Carlos Santana znalazł się na szczycie zestawienia sprzedaży płytowej OLiS-u dzięki płycie „Guitar Heaven: The Greatest Guitar Classic Of All Time”.
Muzyk przejął tym samym koszulkę lidera od Stinga, który prowadził z krążkiem „Symphonicities”.
Gitarowe Niebo to muzyczne „dziecko” słynnego Clive’a Davisa z Sony Music, utrzymane w duchu obsypanego nagrodami Grammy albumu „Supernatural”, dzięki któremu w 1999 roku Santana triumfalnie powrócił na listy przebojów, a także kolejnych wydawnictw z podobnie silną obsadą wybitnych gości – płyt „Shaman” (2002) i „All That I Am” (2005).
Mimo to artysta przyznaje, że perspektywa stąpania po tak „uświęconym” muzycznym gruncie wywoływała w nim lekki niepokój.
” Właściwie to Clive musiał wciągnąć mnie siłą w swoją pasję” – zaczyna 63-letni Santana, który urodził się w Meksyku, a dorastał w aglomeracji San Francisco Bay Area. „Ja mówiłem: Nie, nie jestem pewien, czy chcę zająć się akurat tym kawałkiem, Clive. To dość ambitne wyzwanie, trochę się obawiam. W takich chwilach Clive wisiał ze mną na telefonie przez jakieś 45 minut do godziny, a ja biadoliłem: O, Boże…„.
„Guitar Heaven” to już jednak rozdział zamknięty, a Santana powoli zaczyna myśleć o kolejnych projektach. Wśród nich poczesne miejsce zajmuje „Shape Shifter” – płyta, na której mają znaleźć się „wyłącznie utwory instrumentalne w wykonaniu mojego zespołu Santana i mnie samego”. Artysta prowadzi też z perkusistą Naradą Michaelem Waldenem rozmowy na temat projektu symfonicznego, którego kanwą stałaby się najprawdopodobniej muzyka Alice Coltrane i inne, najróżniejsze style muzyczne z całego świata.
Tymczasem fani mogą spotkać swojego idola na koncertach z cyklu „Supernatural Santana: A Trip Through the Hits”, które odbywają się w Hard Rock Hotel & Casino w Las Vegas, gdzie wirtuoz zameldował się na pobyt czasowy.
„To niesamowite doświadczenie” – mówi Santana. „Czasami mój głos wewnętrzny mówi mi: Zrób coś, o czym mówiłeś, że nigdy tego nie zrobisz. Dostałem szansę, by wykonywać moją muzykę w okolicznościach, z jakimi wcześniej nie miałem styczności. Wychodzę z mojego apartamentu, schodzę do hotelowej restauracji, a tam czekają ludzie, którzy chcą zrobić sobie ze mną zdjęcie – siedem czy dziewięć osób, które przyleciały tu dla mnie z Australii, Paryża, Kansas, Florydy… Mówię wtedy do siebie: Boże, jestem jak Michael Jackson w wersji mini! Co tu się, u licha, dzieje?!.”

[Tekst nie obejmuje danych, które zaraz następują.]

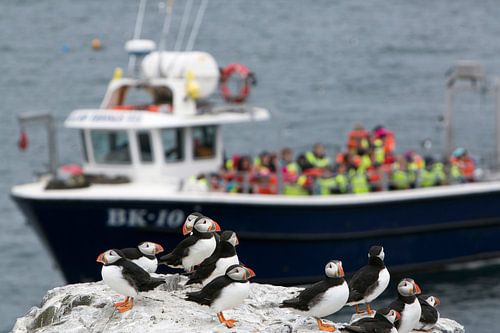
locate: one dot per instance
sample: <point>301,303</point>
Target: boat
<point>139,158</point>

„Dzięki temu dane mi jest oglądać Carlosa z zupełnie innej, podniebnej perspektywy” – kończy rozmowę Santana – „ponieważ każdego dnia, w sposób namacalny, spotykam ludzi, którzy ze względu na mnie wydają pieniądze na bilet lotniczy, hotel, bilet na mój koncert, na restaurację. Dzięki temu to, co robiłem przez całe życie, nabiera nowego znaczenia, a ja sam mogę być bardziej obecny tu i teraz, nie w przyszłości czy przeszłości, ale wszędzie, gdzie akurat jestem.”
Wyimki pochodzą z tekstu Gary’ego Graffa z „The New York Times”.